Futures gained as much as 1 percent after falling 1.1 percent yesterday on reports that showed U.S. industrial production shrank for the first time since April and European factory output contracted. The dollar weakened against most of its major counterparts, buoying demand for commodities.
“Commodities markets are trying to rebound from the violent, aggressive selling that swamped them earlier this week and going into a Friday bounce,” Dennis Gartman, an economist, said today in his daily Gartman Letter.
Crude for January delivery rose as much as 92 cents to $94.79 a barrel in electronic trading on the New York Mercantile Exchange and was at $94.31 at 1:46 p.m. in London. The contract yesterday declined to $93.87, the lowest close since Nov. 2.

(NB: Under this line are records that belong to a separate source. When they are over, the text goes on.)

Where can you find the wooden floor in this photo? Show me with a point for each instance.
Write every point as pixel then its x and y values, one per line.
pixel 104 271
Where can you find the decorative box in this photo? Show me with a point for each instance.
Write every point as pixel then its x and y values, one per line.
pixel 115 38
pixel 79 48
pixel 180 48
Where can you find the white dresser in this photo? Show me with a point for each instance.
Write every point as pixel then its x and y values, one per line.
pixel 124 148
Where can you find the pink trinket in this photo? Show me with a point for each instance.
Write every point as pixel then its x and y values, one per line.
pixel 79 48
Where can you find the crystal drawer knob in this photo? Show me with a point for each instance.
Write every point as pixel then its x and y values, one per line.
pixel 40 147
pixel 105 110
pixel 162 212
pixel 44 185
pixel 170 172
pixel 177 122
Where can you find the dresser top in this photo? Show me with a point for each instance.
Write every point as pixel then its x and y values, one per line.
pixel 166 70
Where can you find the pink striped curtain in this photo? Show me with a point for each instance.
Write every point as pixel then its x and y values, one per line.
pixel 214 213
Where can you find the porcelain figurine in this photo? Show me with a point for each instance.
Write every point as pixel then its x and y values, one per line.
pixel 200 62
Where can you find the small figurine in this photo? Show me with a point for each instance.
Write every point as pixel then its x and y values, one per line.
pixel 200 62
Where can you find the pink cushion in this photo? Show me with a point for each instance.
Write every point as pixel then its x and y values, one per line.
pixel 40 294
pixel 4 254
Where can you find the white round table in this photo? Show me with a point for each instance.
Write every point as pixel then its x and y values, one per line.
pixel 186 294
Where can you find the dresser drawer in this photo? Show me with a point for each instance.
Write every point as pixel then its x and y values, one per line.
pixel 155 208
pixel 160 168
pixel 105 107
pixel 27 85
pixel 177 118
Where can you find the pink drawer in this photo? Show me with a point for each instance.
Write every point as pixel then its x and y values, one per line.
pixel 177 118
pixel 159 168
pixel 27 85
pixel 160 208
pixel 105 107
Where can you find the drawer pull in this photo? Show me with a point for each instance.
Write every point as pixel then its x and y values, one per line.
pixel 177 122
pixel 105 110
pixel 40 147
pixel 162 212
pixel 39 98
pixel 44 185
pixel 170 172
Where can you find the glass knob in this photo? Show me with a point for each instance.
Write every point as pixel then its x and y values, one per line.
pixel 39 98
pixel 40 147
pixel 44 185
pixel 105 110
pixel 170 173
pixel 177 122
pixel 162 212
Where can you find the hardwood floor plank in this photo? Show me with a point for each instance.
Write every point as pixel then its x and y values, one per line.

Prices are down 4.6 percent this week, heading for a second weekly drop and the biggest since the period ended Sept. 23. West Texas Intermediate futures are 3.2 percent higher this year after climbing 15 percent in 2010.
Brent oil for February settlement was at $104.31 a barrel, up 71 cents, on the London-based ICE Futures Europe exchange. The European benchmark contract’s premium to West Texas Intermediate for the same month was at $9.78, compared with a record $27.88 on Oct. 14.
Manufacturing in the New York region expanded the most in seven months in December, the Federal Reserve Bank of New York’s general economic index showed yesterday. The Federal Reserve Bank of Philadelphia’s general economic index increased to 10.3, compared with a median estimate of 5 in a Bloomberg survey. Jobless claims last week were the lowest since May 2008, according to Labor Department data.
The U.S. was the world’s biggest oil-consuming nation last year, accounting for 21 percent of demand, according to BP Plc’s Statistical Review of World Energy.